Talking with children about strangers is something that has to be tapered to their age and development, but there are some key points that parents can address.  Here are some tips on how to talk to your children about stranger safety. 

What is a Stranger?
I'm sure there is at least one time that we can all recall where we've encouraged our children to be polite to or speak to someone they didn't know.  So what makes a stranger someone to be wary of?  Keep it simple.  A stranger is someone you haven't met before, don't know their name, or even just someone that your child hasn't spent much time around.  As a general rule of thumb, when Mommy/Daddy/Grandma/etc isn't around the child to allow the conversation, it shouldn't happen. (unless they are lost)
Have a Buddy
There's safety in numbers.  remind your children that it's not a safe thing to walk alone to or from school, or to go to the park.

Don't Open the Door
If you have child that stays home alone or is sometimes unsupervised while you do housework or the like, it might be wise to instate a house rule that they aren't to answer the door unless you are with them.  This didn't actually occur to me the other night until we had pizza delivered and my son eagerly headed to the door and opened it up without hesitation. 

Know Their Tricks
Talk with your child about the tricks that some people use to get kids to go with them.  We know some of them.. The stranger could be asking for directions or using the age old "can you help me find my puppy?" or "I'll share some candy with you if you..."  By giving our children concrete examples of possible scenarios, it can help them know what to look out for.
Create a Safe Word
I=If for some reason, a person they don't know (or even someone they're vaguely familiar with) approaches them and says that the child's parents asked them to pick the child up from school, the park, etc. using a "safe" or "code" word can make all the difference.  If the person doesn't know the code word, the child should immediately get away from the individual.  We had one of these when Pip was younger.  And it was an obscure word, one she knew and could easily remember, but not one that related to anything that she participated in.  For instance, the word "soccer" wouldn't necessarily be the best to use for your little soccer player.
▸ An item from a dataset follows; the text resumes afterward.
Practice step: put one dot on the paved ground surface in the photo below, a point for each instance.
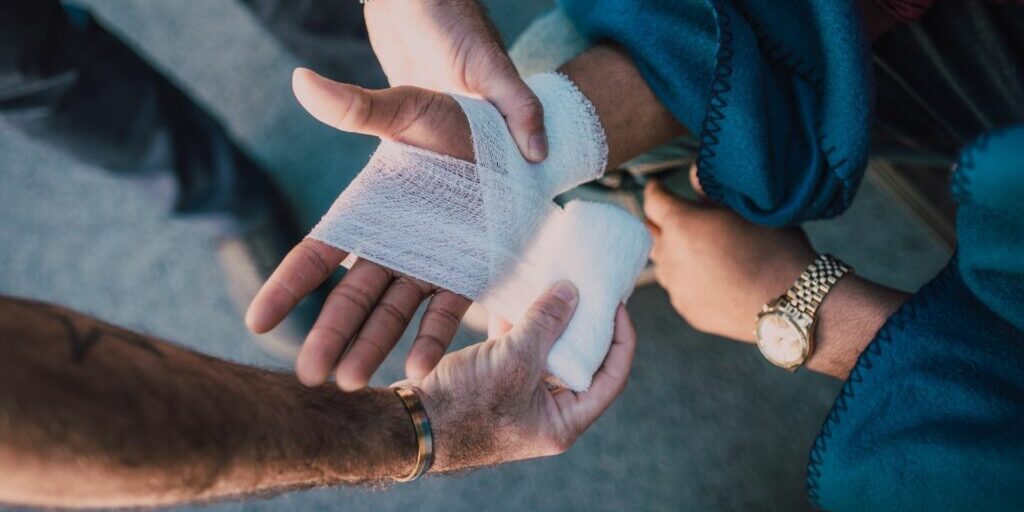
(704, 425)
But something like "nuclear poop" is just odd enough that it can't be easily guessed.
Know Parents' Info
Children as young as 2 or 3 can be taught to know their parent's names.  Older children can memorize their phone number and/or address.  This can benefit them if they get separated or lost in public.
Fight or Flight
iIf a stranger somehow gets ahold of your child, they need to know what to do to let bystanders know that they are in an unsafe situation.  There are several things they can do aside from running away as fast as they can.  I=In a somewhat recent event, a brave 7 yr old girl fought off an abductor in a Walmart store by kicking and physically struggling when he grabbed her.  Other things that children can do to create signs of a struggle that will alert people around them is to yell loudly "This isn't my mom/dad" or "I don't know you".  These simple and clear statements can help people around them to distinguish between a child being abducted versus a child having a temper tantrum.
The Button Rule
This suggestion may be best used for older children because of it's intensity.  If for some reason, God forbid, your child happens to find themselves in a stranger's car or house, here's a tip I saw on America's Most Wanted years ago.  If they are able to pull a button off of their clothes, bite off a nail, or get a few strands of their hair and put it in the door well of the car, on a nearby bench, etc, it could help in finding them.
Do you have any tips or posts about teaching children stranger danger?